Continuando con Remender, continúa su historia con Warren mostrándonos a un personaje que sin ser omnipotente (como la Fénix Oscura de la saga con la que comparaba anteriormente), consigue expresarse como alguien al que hay que temer verdaderamente precisamente por la cantidad de poder que maneja. Lo curioso es que  ese poder sí que se nos antoja mensurable, pero al mismo tiempo, imbatible. Warren y sus Jinetes (que ya fuimos conociendo en anteriores tomos) conjuntan un grupo temible, con una idea clara, con un objetivo cristalino en mente, y que llegado un momento Remender consigue hacernos creer que no hay más salida posible que la de aceptar el destino final. Pero lo más grande del tratamiento del Ángel es que, tanto a ojos de los lectores, como a ojos de los propios personajes (encabezados por Lobezno), sentimos lástima por él y deseamos su “cura”, al mismo tiempo que sentimos asco y deseamos su muerte. Es precioso cómo Remender consigue mostrar una dualidad tan exagerada de sentimientos con respecto a un mismo personaje. Es admirable cómo lo muestra tan inclemente, pero a la vez, tan sensible. Deseas machacarlo y salvarlo al mismo tiempo. Y ese dilema está columpiándose eternamente en cada página del tebeo. De manera magistral, Remender se apoya en el resto de personaje para que veamos desde muchos puntos de vista lo que está sucediendo, pero al mismo tiempo, no deja de romper con la linealidad narrativa para hacer avanzar la historia hasta un destino presumible, pero que nadie se atreve a concretar… hasta que se concreta. Aquí llega el momento cumbre, lo que todos esperan y que, no por anhelado, deja de ser real. Ese momento llega con unas viñetas obras del portadista, Esad Ribic, que complementa en ese último tramo la portentosa actuación del magnífico Jerome Opeña, dibujante que ha sabido narrar desde los momentos más íntimos a los más cruentos, pasando por la acción desenfrenada y por el humor absurdo de Masacre. Esos momentos finales son en los que Remender lo borda, ya que sabe aprovechar el actual estilo de-compresivo de narrar tebeos para deleitarnos con un momento para no olvidar. Ese momento que veíamos venir desde que se inició la saga y que llega, contundente, de una manera conmovedora. Remender ha conseguido hacerme un nudo en la garganta con el final…
 

Si terminara aquí este artículo, mi opinión será de haber leído un tebeo de Matrícula de Honor, pero hay que poner un defecto… y ese defecto puede emborronar todo. Para mi gusto, sobran las dos últimas páginas. La historia no las necesita. El Universo Marvel y el de los mutantes, puede vivir sin ese añadido de 6 viñetas (contando la última de la antepenúltima página). Sobran. Pero tal vez no le han dejado hacerlo, o tal vez no se ha atrevido él mismo. El caso es que queda un cabo totalmente abierto y que es el que no permite, definitivamente, comparar esta saga con la de Fénix Oscura. Pero aún así, Remender me ha demostrado que conoce de sobra a los personajes, que sabe cómo tienen que ser interpretados, y que con esa sabiduría saliendo de su mente, el resto es fácil, ya que solo hay que idear nuevas historias.

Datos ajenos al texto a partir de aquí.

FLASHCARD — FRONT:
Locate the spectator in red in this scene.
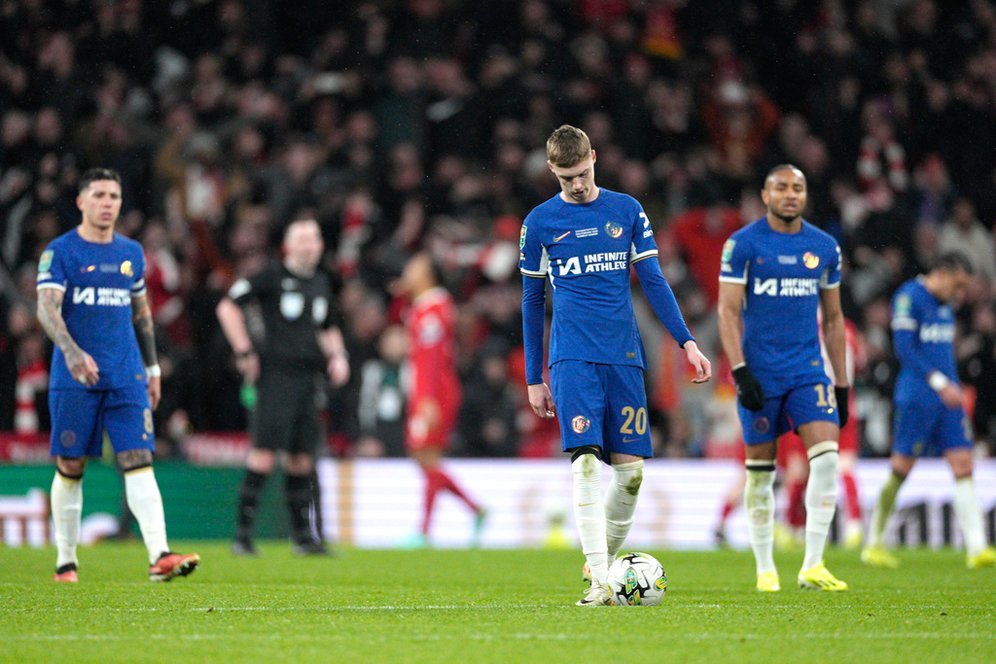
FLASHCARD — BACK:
[658,199,742,308]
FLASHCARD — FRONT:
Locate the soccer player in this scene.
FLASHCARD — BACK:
[519,125,712,606]
[38,168,200,583]
[719,164,850,592]
[861,253,996,569]
[215,219,349,555]
[397,252,487,548]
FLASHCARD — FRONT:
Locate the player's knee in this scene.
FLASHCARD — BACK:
[55,457,86,480]
[284,454,313,475]
[246,449,277,475]
[613,459,643,496]
[117,450,152,473]
[571,445,602,478]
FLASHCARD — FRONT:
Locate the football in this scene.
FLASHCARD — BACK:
[608,551,667,606]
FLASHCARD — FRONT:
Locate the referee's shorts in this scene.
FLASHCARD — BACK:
[250,370,320,454]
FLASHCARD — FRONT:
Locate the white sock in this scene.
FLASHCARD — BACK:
[605,459,643,560]
[125,466,169,565]
[802,440,838,569]
[51,472,83,567]
[571,454,609,585]
[744,459,776,574]
[955,475,986,556]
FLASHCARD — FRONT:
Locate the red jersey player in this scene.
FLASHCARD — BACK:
[399,252,485,548]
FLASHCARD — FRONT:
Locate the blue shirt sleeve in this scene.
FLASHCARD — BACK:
[719,237,750,285]
[522,275,546,385]
[131,245,145,297]
[634,260,694,346]
[820,242,842,289]
[35,244,66,291]
[892,290,936,380]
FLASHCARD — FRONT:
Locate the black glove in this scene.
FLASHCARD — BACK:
[733,364,764,411]
[833,386,851,429]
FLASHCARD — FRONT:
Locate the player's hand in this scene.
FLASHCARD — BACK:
[325,353,349,387]
[526,383,557,420]
[149,376,163,410]
[733,364,764,411]
[937,383,962,410]
[66,348,100,387]
[235,351,259,385]
[685,341,712,383]
[833,385,851,429]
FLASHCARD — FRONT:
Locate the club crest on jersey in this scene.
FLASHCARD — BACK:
[896,293,913,317]
[719,240,737,263]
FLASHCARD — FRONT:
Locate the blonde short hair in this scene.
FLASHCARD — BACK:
[546,125,591,168]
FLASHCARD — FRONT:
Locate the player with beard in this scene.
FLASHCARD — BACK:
[719,164,849,592]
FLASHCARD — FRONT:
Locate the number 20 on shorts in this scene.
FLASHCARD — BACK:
[619,406,647,436]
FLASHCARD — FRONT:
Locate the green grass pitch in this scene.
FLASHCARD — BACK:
[0,542,996,664]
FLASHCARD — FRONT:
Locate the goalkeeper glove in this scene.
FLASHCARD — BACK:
[833,387,851,429]
[733,364,764,411]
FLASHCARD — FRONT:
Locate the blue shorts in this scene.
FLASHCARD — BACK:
[48,383,156,459]
[892,399,972,457]
[550,360,653,462]
[737,378,839,445]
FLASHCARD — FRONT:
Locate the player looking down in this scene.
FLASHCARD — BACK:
[719,164,849,592]
[519,125,712,606]
[38,168,200,583]
[861,253,996,569]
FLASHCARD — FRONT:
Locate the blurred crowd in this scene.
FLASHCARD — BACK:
[0,0,996,456]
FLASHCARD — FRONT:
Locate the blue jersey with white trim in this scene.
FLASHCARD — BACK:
[719,217,841,397]
[892,277,958,403]
[519,187,660,369]
[37,229,146,389]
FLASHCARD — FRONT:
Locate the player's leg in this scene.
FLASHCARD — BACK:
[232,372,295,556]
[786,382,847,592]
[550,360,610,606]
[737,397,781,592]
[283,382,327,555]
[600,366,653,561]
[284,452,328,555]
[775,431,809,551]
[861,450,916,567]
[102,385,200,581]
[940,411,996,569]
[49,389,103,583]
[713,473,747,546]
[861,401,932,567]
[51,457,86,583]
[839,404,862,549]
[232,448,277,556]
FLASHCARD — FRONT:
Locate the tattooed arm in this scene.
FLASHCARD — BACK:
[131,293,162,410]
[38,288,100,385]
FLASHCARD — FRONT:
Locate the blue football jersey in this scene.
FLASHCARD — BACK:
[519,188,660,369]
[38,229,146,389]
[892,277,958,403]
[719,217,841,397]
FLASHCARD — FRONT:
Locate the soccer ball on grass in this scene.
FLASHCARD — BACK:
[607,551,667,606]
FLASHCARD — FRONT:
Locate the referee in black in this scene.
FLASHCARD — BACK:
[216,219,349,555]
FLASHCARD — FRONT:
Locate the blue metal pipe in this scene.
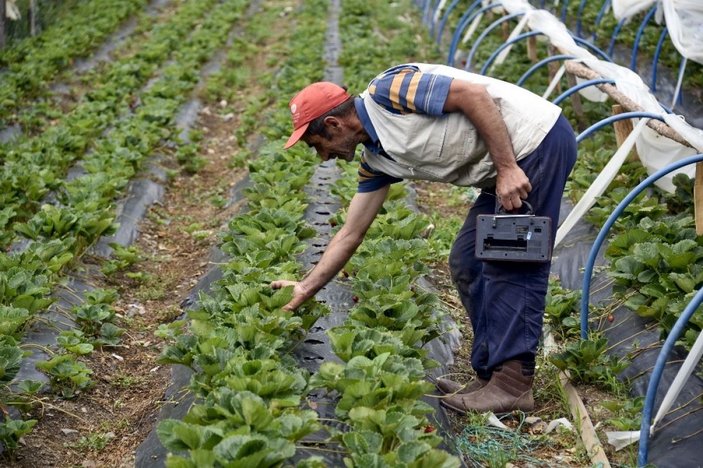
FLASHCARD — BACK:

Para acabar este artículo, no puedo más que aplaudir fervorosamente los otros tebeos que, de casualidad, he leído justo a continuación: Vengadores Secretos del mismo guionista. Esta vez no busca hacer nada definitivo, esta vez, en esta su primera saga con estos personajes, busca plantar semillas… pero conforme lo hace, nos deleita con otro pedazo de historia donde nos acerca a personajes tan dispares como el Capitán Britania, Ojo de Halcón o el Incorregible Hombre Hormiga (el personaje de nuevo cuño que más me ha llenado en lo que va de siglo, dentro de Marvel), y lo hace, nuevamente, a la perfección. Cada uno es como es, y así nos los muestra.  Pero para esto ya habrá otro día… y sobre todo, para ver las consecuencias del final del nº20 de Vengadores Secretos de Panini. Lástima que ahora llega el cross-over, porque esto suena a coitus interruptus ¡sigh!

En fin, que este guionista acaba de ganarse un adepto más: el que esto suscribe.